Ощущение свободы, которая именно «наваливается», передано в рассказе «Сладкая водка свободы». Момент выхода из зоны незабываем, как первая свадьба или… Да не с чем это не сравнить! И видишь урочище «Чёрного зверя», из которого вот только что вышел, со стороны: «Фабрика? Наверное, действительно, фабрика. Фабрика по уродованию человеческого материала. Фабрика по уничтожению личности. Фабрика жестокого, трижды неестественного отбора».
И сторожко озираешься вокруг, чутьём угадывая, что здесь, на этой нашей нынешней воле, «гуманизм и милосердие сродни импортным лекарствам, сработанным азиатами в каком-нибудь подвале», что «здания без решёток, люди не в робах, люди без дубинок, машины, дети, женщины», — всё это лишь декорация свободы…
Один из последних рассказов Земцова — «Как дед Калинин детским писателем стал» — построен по законам эпоса или сказки: герой, немолодой бывший зек, пытается издать свои рассказы в трёх местах, и отовсюду уходит после мерзопакостных предложений «добавить рассказик». Мерзопакостных, ибо довески заключаются в восхвалении тех, кто в существующей системе никакой похвалы не заслуживает: это менты, якобы способные кого-то исправить; содомиты, которые нынче в тренде; и правозащитники, никого не защищающие и защищать и не думающие.
Здесь Борису Земцову удалось сделать очень удачный взрез писательским скальпелем. Исстрадавшаяся без справедливости русская душа, истоптанная свинцовыми мерзостями нынешней жизни, лицом к лицу сталкивается с полным набором гадости, что плодится через «окна Овертона». И дед Калинин выдерживает удар. Душа русская выстояла! Обошлась без липучих компромиссов, для неё смертельных…
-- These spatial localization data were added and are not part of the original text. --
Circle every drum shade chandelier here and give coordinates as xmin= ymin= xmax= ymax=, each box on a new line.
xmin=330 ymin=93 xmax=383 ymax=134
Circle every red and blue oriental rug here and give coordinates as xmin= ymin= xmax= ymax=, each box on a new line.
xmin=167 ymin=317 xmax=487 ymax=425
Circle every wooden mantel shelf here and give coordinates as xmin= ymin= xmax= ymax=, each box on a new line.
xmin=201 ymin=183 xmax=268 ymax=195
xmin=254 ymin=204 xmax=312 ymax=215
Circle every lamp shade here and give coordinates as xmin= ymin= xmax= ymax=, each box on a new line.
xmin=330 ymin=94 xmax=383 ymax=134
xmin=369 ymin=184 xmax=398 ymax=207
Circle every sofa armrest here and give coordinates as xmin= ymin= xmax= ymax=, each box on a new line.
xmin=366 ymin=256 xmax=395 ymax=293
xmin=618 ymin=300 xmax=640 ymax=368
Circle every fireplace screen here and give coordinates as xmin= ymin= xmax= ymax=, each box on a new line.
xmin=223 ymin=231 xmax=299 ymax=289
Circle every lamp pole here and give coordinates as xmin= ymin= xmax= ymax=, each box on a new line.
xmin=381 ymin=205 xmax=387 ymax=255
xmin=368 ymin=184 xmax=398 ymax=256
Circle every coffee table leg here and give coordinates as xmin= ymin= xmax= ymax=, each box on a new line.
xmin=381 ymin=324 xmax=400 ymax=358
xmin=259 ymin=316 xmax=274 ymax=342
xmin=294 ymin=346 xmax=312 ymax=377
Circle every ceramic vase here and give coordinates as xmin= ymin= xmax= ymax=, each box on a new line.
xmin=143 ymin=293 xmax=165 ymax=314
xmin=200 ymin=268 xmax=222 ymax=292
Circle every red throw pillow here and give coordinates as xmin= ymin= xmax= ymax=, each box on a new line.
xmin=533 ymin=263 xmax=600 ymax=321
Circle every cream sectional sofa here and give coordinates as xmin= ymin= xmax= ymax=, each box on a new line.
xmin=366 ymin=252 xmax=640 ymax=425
Тащит, тащит упорно Борис Земцов свои рассказы в наше убаюканное симулякрами сознание. И не подпускает к себе ни казённого оптимизма, ни излишнего греховного уныния, — ибо, читаем между строк — и то, и другое от лукавого.
А вообще-то… душа рыдает.
«Отрыдаться бы…», — так начинается один из самых пронзительных рассказов сборника — «Ангел на пальме».
Игорь ДЬЯКОВ
«Отрыдаться бы…» — вывел он в засаленном блокноте, уже приговорённом быть до последнего листка его тюремным дневником. Дневником именно тюремным, а, значит, главным, если не единственным его собеседником на весь срок неволи. Со всей серьёзностью, и, неминуемо, жестокостью…
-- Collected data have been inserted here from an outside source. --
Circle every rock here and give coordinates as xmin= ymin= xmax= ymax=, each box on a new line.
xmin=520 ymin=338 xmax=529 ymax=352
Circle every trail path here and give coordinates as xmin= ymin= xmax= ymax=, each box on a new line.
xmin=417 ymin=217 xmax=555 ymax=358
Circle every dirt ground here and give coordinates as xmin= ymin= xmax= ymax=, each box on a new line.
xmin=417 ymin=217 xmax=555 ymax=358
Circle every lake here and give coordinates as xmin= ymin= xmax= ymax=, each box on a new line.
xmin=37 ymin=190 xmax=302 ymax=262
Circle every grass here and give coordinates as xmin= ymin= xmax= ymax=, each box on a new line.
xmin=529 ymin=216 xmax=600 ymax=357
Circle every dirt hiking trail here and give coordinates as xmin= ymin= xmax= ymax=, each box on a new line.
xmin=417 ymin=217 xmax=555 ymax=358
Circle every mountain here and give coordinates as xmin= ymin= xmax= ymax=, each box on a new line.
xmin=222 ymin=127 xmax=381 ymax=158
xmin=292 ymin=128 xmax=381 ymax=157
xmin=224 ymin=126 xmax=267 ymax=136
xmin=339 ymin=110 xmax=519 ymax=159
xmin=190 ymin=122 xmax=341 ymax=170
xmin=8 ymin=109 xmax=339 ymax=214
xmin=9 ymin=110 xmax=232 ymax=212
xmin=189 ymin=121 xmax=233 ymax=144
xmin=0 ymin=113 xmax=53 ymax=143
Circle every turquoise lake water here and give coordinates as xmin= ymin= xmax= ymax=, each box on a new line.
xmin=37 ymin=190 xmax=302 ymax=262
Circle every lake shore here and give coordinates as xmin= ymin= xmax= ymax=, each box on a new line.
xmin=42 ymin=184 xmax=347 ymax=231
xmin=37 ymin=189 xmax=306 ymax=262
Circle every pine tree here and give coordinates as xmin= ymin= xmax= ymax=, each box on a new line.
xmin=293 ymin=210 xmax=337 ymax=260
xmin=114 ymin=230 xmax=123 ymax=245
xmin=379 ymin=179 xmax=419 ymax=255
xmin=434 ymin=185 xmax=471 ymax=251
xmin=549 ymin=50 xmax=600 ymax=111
Вывел машинально, смысл написанного настиг его позднее, когда обратил внимание, как испортился почерк: буквы были разного роста и стояли под неодинаковым углом к линии строки, если бы таковая присутствовала на нелинованном блокнотном листке. Показалось даже, что толщина букв разная, а сами очертания этих букв неправильные: дряблые и прерывистые.